Tetapi Alhamdulillah, saya ikut senang bahwa teman-teman seangkatan ITB 1973 (Fortuga) semasa saya menjadi Senator Mahasiswa ITB ternyata 5 orang telah menjadi Menteri pada kabinet era Gus Dur, kabinet era Megawati dan kabinet era SBY yakni Rizal Ramli, Alhilal Hamdi, Hatta Rajasa, Kusmayanto Kadiman dan Yusman SD.

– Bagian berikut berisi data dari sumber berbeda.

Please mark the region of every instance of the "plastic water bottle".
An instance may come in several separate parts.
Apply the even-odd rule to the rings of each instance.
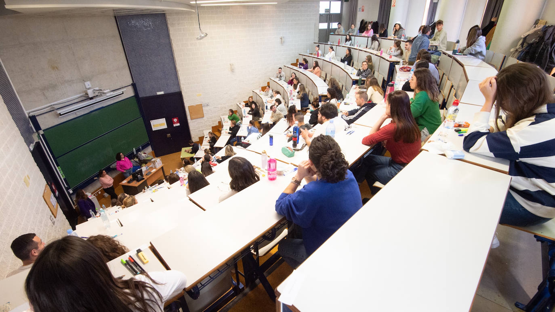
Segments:
[[[385,98],[387,98],[387,95],[393,92],[394,85],[392,82],[387,84],[387,87],[385,88]]]
[[[278,162],[275,158],[270,157],[268,159],[268,180],[273,181],[278,176]]]
[[[293,126],[293,134],[291,137],[293,138],[293,148],[296,148],[297,141],[299,140],[299,122],[295,122],[295,125]]]
[[[108,218],[108,215],[106,214],[106,212],[104,209],[100,209],[100,219],[102,219],[102,223],[104,224],[104,228],[108,229],[111,225],[110,224],[110,220]]]
[[[330,120],[326,127],[326,135],[329,135],[332,138],[335,137],[335,125],[334,124],[334,119]]]
[[[445,117],[445,128],[453,129],[455,128],[455,120],[458,114],[458,100],[453,101],[453,105],[447,110],[447,116]]]
[[[266,154],[266,151],[262,151],[262,169],[266,169],[268,168],[268,155]]]

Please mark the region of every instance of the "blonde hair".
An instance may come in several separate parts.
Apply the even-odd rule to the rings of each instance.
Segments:
[[[130,195],[123,200],[123,204],[122,205],[122,207],[124,208],[128,208],[137,203],[137,200],[135,199],[135,197],[133,195]]]
[[[226,156],[233,156],[235,154],[237,154],[233,151],[233,147],[230,144],[225,145],[225,155]]]

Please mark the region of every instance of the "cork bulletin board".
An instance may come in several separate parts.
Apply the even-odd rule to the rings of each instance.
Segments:
[[[58,214],[58,207],[59,205],[58,204],[56,198],[54,197],[54,194],[50,190],[48,184],[44,184],[44,192],[42,193],[42,198],[44,200],[44,202],[46,203],[46,205],[48,206],[48,208],[50,209],[50,212],[52,213],[52,215],[54,216],[54,218],[56,218],[56,215]]]
[[[197,104],[196,105],[189,105],[189,115],[191,119],[201,118],[204,117],[204,111],[203,110],[203,104]]]

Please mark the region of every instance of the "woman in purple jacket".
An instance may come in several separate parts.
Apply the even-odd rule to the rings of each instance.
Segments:
[[[303,58],[302,62],[299,62],[299,68],[302,68],[303,69],[308,69],[309,60],[306,59],[306,58]]]

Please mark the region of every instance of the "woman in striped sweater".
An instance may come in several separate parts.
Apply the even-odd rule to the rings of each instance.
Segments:
[[[545,73],[519,63],[480,84],[486,102],[465,138],[465,150],[510,161],[512,176],[500,223],[528,226],[555,217],[555,98]],[[490,127],[495,115],[504,115]]]

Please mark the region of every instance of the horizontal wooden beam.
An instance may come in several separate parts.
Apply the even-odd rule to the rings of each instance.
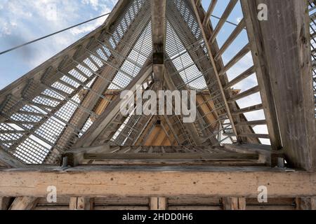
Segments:
[[[258,160],[256,153],[87,153],[85,160]]]
[[[178,195],[269,197],[316,195],[316,173],[268,168],[122,168],[78,167],[66,171],[0,171],[0,197],[47,196],[55,186],[58,197],[162,197]]]

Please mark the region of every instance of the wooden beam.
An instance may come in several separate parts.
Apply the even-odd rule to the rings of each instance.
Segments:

Dan saya berharap bahkan suatu ketika seorang Fadjrul Rahman atau Pramono Anung atau masih banyak lagi generasi muda ITB lainnya akan meraih posisi Presiden RI seperti alumni ITB pendahulunya Ir. Soekarno dan Prof.DR.Ing. BJ Habibie.

Namun di atas semua itu, yang diperlukan sekarang oleh Ibu Pertiwi yang sedang bersusah hati, air matanya berlinang sebenarnya adalah bagaimana alumni ITB mampu mengkonversi keahliannya menghasilkan karya dan bersinergi dengan para profesional lainnya dimana saja kapan saja; mengusung visi dan menjalankan misi membawa Indonesia menjadi lebih baik Ada baiknya untuk mengingat apa yang menjadi kata-kata BJ Habibie, alumni ITB yang kedua yang menjadi Presiden RI; “Presiden RI itu bukan segalanya!”.

1 komentar:

  1. Maaf koreksi pak. Soekarno itu lulusan Technische Hogeschool, bukan lulusan ITB.